Deutschland hat sich entschieden, aktiv gegen die jede Form der Lebensmittelverschwendung im Einzelhandel und auf Verbraucherebene anzugehen. Bis zum Jahr 2030 soll diese um fünfzig Prozent reduziert werden.

Die neugierigen Schüler und Lehrkräfte wurden nach eigenen Ideen gefragt, wie der Lebensmittelverschwendung entgegengewirkt werden könnte. Lösungsmöglichkeiten wie z.B. einen Speiseplan zu erstellen und dafür nur das Nötigste kaufen oder das Lebensmittel nach Ablauf des Mindesthaltbarkeitsdatum nicht sofort wegzuwerfen.

Unterstützt wurden die beiden Lehrkräfte durch zwei Foodsaver von Foodsharing und Greenpeace Oldenburg. Mit einer als Pyramide aufgebauten Lebensmitteln, die vorm Wegwerfen gerettet wurde, konnte eindrucksvoll ein Überblick über die Dimension der Lebensmittelverschwendung vermittelt werden. Mit großer Verwunderung wurde die Information der Organisatoren quittiert, dass dieser riesige Berg an Lebensmitteln aus nur zwei Betrieben stammt und dass diese Menge in etwa täglich zur Entsorgung anfallen.

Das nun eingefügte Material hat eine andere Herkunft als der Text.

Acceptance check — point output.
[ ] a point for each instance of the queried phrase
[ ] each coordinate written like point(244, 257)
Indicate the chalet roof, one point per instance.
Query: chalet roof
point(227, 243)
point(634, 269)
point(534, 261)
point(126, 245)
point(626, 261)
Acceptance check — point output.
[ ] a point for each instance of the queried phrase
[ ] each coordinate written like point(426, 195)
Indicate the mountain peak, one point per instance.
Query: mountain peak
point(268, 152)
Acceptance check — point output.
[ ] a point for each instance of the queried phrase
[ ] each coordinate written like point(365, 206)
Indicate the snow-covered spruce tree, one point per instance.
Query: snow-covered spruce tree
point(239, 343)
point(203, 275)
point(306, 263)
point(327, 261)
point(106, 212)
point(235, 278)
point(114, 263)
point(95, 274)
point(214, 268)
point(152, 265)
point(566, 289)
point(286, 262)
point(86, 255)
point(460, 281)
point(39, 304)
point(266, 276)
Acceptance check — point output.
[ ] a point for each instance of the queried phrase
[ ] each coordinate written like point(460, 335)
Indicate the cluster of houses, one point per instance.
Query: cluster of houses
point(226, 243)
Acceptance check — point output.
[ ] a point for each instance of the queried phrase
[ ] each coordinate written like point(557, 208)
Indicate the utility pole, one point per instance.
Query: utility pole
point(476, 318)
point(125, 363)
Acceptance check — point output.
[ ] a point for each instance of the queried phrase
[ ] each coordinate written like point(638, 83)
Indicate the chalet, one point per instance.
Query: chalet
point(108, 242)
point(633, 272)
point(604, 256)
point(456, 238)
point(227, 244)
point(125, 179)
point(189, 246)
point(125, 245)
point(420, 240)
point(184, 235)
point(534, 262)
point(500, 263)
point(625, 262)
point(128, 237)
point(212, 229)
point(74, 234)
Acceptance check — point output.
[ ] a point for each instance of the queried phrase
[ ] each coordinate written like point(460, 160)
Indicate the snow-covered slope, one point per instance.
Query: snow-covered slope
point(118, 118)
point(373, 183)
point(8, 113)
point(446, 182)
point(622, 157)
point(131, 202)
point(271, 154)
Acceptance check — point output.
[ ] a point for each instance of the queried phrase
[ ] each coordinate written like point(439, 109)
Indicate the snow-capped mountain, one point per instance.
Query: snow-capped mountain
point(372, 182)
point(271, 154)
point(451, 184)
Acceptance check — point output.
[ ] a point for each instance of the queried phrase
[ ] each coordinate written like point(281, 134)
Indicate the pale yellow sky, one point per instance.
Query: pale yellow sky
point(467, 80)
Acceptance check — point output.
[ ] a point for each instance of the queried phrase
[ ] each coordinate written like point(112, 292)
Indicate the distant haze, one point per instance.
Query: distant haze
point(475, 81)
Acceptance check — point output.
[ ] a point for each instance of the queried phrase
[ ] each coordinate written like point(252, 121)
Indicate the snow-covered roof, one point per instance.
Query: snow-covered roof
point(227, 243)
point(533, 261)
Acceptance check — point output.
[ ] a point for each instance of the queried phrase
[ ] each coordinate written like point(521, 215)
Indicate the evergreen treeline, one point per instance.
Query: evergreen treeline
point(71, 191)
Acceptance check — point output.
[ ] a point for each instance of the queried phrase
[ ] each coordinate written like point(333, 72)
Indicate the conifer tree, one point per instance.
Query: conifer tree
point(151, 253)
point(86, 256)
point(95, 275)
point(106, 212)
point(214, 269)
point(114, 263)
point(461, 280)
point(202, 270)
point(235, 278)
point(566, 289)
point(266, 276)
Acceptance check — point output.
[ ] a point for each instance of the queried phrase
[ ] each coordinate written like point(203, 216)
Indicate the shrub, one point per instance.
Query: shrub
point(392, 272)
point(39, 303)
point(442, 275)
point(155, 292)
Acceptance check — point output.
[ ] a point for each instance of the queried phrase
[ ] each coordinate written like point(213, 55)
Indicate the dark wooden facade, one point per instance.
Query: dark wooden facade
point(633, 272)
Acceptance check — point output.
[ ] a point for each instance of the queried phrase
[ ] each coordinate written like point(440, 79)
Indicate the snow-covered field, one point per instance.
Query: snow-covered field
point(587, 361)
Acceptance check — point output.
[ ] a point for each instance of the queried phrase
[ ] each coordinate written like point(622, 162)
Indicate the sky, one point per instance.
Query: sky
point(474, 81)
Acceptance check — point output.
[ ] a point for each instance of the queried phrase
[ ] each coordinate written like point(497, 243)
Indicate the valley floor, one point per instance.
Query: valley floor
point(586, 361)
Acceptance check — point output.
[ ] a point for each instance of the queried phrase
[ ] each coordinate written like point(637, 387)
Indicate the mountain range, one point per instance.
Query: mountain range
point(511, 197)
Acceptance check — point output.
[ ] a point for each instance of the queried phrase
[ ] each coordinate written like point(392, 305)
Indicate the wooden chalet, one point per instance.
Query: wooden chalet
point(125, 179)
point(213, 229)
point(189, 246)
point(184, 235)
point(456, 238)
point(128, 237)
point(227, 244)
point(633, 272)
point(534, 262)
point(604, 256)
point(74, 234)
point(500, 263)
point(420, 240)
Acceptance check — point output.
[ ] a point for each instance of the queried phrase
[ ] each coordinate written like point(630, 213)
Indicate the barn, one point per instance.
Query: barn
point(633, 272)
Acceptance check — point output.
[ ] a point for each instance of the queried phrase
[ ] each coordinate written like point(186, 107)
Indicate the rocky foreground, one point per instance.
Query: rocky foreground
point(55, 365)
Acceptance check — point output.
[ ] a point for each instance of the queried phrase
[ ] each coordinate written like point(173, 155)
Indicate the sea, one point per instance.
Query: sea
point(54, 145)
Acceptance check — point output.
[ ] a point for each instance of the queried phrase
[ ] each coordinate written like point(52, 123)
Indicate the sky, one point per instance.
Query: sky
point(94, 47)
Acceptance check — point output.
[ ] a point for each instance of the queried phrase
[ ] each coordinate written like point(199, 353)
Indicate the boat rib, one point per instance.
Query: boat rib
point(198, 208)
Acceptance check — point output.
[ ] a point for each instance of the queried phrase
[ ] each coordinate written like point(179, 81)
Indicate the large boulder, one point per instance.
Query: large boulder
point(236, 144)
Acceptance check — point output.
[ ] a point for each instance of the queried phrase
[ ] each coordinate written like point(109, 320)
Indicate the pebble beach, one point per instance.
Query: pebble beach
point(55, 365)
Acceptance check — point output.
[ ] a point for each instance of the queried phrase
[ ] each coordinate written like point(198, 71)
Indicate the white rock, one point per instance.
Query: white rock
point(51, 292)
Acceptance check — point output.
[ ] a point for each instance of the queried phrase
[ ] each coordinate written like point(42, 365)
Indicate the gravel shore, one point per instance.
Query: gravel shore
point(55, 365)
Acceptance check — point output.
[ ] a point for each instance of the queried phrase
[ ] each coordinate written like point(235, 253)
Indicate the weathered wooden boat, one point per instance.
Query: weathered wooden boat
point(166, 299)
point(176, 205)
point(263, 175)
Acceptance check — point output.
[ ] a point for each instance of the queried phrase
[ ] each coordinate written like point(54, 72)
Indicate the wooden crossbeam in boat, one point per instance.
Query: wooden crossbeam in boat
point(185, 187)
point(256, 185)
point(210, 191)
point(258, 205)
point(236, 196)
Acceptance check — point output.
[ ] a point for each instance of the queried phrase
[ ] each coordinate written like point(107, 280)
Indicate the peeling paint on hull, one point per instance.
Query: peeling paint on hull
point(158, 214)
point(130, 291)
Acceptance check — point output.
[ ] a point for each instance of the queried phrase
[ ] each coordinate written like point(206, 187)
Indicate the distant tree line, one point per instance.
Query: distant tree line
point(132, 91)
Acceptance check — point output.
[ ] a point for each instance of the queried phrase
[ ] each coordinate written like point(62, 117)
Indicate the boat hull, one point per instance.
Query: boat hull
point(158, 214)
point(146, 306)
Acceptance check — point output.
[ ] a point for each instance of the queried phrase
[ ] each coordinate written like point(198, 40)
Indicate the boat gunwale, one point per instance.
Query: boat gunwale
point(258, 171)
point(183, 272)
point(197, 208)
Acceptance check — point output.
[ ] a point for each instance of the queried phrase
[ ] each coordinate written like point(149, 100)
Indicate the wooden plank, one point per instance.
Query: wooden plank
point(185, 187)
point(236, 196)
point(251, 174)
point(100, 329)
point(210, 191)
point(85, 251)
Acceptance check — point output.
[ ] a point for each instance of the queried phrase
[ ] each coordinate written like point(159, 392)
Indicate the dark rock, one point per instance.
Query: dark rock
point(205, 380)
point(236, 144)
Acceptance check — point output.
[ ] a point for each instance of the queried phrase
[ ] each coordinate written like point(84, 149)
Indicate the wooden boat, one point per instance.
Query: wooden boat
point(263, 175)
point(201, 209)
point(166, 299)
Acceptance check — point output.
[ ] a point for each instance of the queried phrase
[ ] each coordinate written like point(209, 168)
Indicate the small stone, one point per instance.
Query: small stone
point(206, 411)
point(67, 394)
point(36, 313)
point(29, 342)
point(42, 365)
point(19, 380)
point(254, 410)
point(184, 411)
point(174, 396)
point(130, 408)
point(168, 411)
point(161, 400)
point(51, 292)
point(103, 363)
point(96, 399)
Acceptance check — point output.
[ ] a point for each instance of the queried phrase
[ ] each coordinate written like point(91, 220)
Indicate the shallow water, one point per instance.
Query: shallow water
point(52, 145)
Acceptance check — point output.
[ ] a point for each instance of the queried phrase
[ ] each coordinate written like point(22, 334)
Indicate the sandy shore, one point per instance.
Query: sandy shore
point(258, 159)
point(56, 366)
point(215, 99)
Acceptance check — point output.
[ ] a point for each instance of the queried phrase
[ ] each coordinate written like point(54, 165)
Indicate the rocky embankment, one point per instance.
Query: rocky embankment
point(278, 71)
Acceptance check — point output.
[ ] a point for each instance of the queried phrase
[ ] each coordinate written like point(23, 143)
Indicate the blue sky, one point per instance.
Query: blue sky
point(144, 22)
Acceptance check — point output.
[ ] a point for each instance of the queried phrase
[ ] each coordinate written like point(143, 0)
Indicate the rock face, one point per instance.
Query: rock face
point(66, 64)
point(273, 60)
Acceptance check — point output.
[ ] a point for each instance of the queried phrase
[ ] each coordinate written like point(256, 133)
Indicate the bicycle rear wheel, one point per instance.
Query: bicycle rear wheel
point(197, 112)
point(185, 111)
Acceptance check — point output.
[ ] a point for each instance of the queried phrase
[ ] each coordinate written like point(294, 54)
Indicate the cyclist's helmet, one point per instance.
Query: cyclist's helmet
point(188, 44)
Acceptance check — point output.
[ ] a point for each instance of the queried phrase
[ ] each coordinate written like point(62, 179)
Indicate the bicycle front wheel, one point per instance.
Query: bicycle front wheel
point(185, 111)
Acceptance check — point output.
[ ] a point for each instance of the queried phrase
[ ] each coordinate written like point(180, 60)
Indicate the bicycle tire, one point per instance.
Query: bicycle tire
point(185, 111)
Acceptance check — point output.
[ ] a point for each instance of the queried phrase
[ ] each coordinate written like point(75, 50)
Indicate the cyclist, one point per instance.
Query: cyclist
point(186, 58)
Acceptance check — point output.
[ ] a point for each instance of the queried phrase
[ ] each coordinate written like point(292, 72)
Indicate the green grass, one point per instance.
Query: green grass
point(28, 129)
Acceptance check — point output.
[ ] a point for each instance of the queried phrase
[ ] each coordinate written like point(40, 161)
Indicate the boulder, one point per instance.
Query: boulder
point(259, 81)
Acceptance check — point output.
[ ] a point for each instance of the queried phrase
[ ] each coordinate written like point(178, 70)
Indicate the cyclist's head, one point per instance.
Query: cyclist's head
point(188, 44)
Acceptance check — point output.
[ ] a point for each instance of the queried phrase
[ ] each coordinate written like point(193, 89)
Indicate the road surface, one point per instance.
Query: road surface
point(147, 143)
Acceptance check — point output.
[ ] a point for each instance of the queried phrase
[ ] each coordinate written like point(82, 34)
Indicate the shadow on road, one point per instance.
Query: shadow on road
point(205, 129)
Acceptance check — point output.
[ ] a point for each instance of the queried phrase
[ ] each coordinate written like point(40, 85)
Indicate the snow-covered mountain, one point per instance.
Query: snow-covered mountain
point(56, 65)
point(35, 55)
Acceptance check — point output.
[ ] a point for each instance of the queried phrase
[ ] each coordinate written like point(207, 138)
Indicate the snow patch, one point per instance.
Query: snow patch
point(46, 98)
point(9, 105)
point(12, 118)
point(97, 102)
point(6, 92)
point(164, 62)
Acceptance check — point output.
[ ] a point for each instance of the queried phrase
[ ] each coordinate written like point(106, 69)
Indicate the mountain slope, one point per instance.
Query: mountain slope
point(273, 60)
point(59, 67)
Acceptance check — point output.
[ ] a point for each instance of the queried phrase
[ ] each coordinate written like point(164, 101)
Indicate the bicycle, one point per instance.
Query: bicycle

Das Ziel des Aktionstages war es, um eine höhere Wertschätzung für Lebensmittel zu werben, um in Anbetracht eines globalen Lebensmittelmarktes der Hungersnot in anderen Ländern durch wachsende Verknappung der nutzbaren Landflächen zum Lebensmittelanbau entgegenzuwirken und die Umwelt durch lange Transportwege nicht zusätzlich zu belasten. Mit einer an Überfluss orientierten Nachfrage nach Lebensmitteln am Weltmarkt steigen auch die Endpreise, worunter insbesondere Menschen in Entwicklungsländern leiden. Die Steuerungsgruppe freut sich, wenn ein vielleicht auch erstes Nach- und Mitdenken zu diesem bedeutenden Thema erreicht wurde und einige sich vielleicht beim nächsten Einkauf fragen, ob nicht doch die krumme Gurke oder das Brot vom Vortag in Ordnung sind. Wir freuen uns jetzt schon im nächsten Jahr an der Aktionswoche wieder teilzunehmen.

Die am Aktionstag geretteten Lebensmittel konnten zwar leider aufgrund der geltenden Vorschriften nicht von den Lernenden mitgenommen werden, sie wurden aber dennoch anschließend an dankbare Hände weitergereicht (im Fachjargon: „fairteilt“).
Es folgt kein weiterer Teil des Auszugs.